PM Thompson warns against government interference in cricket

BRIDGETOWN, Barbados, CMC – In spite of the current perilous state of West Indies cricket, the Barbados Prime Minister David Thompson is not favouring too much government intervention in the problems surrounding the sport.

A bitter contractual dispute between top flight players and the West Indies Cricket Board (WICB) has crippled the sport in recent months but Thompson believes the region should tread carefully with government intervention on the issue.

“The furthest you can keep political meddling out of West Indies cricket, the better,” Thompson told reporters at a news conference on Thursday afternoon.

Last month, CARICOM proposed a six–point plan aimed at ending the bitter dispute but Thompson’s personal view is that government intervention should be limited.

“We have a very important interest collectively as Caribbean people in the success of the West Indies cricket team, but I’m not sure that too much involvement by political leaders, other than at the philosophical level and perhaps even at the level of broad direction, is desirable,” he said.

Thompson suggested that political intervention could negatively impact other areas of the game including team selection.

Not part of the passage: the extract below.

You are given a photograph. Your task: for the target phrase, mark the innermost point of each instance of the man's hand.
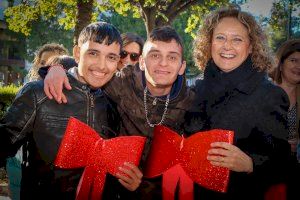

“I know where those things lead. There are some countries that will take the position that once they make a contribution that they should have a player on the team. You will start to hear that,” he said.

“People will start to argue that the team should have 11 members, one from each territory, or other permutations,” he said.

Thompson asserted that governments should not be completely divorced from the development of the game.

He suggested that the current impasse is fraught with personality issues and believes politicians should stay away from those matters.

“That is not to say politicians don’t have a view about cricket, or cannot help in supporting institutional arrangements to build up or change the direction of cricket, (I am talking about) cricket, not personalities in cricket because that is part of the problem.

“If we focus on the cricket perhaps that would be one of the answers, (but) there is far too much focus on the personalities in cricket and I think that is what has led to the challenges that we are facing,” Thompson said.

In the meantime, there has not been any pronounced movement in settling the WIPA/WICB issues except that the feuding parties have both accepted recent recommendations proposed by CARICOM leaders and the new WICB chief executive Ernest Hilaire has spoken optimistically about mending fences.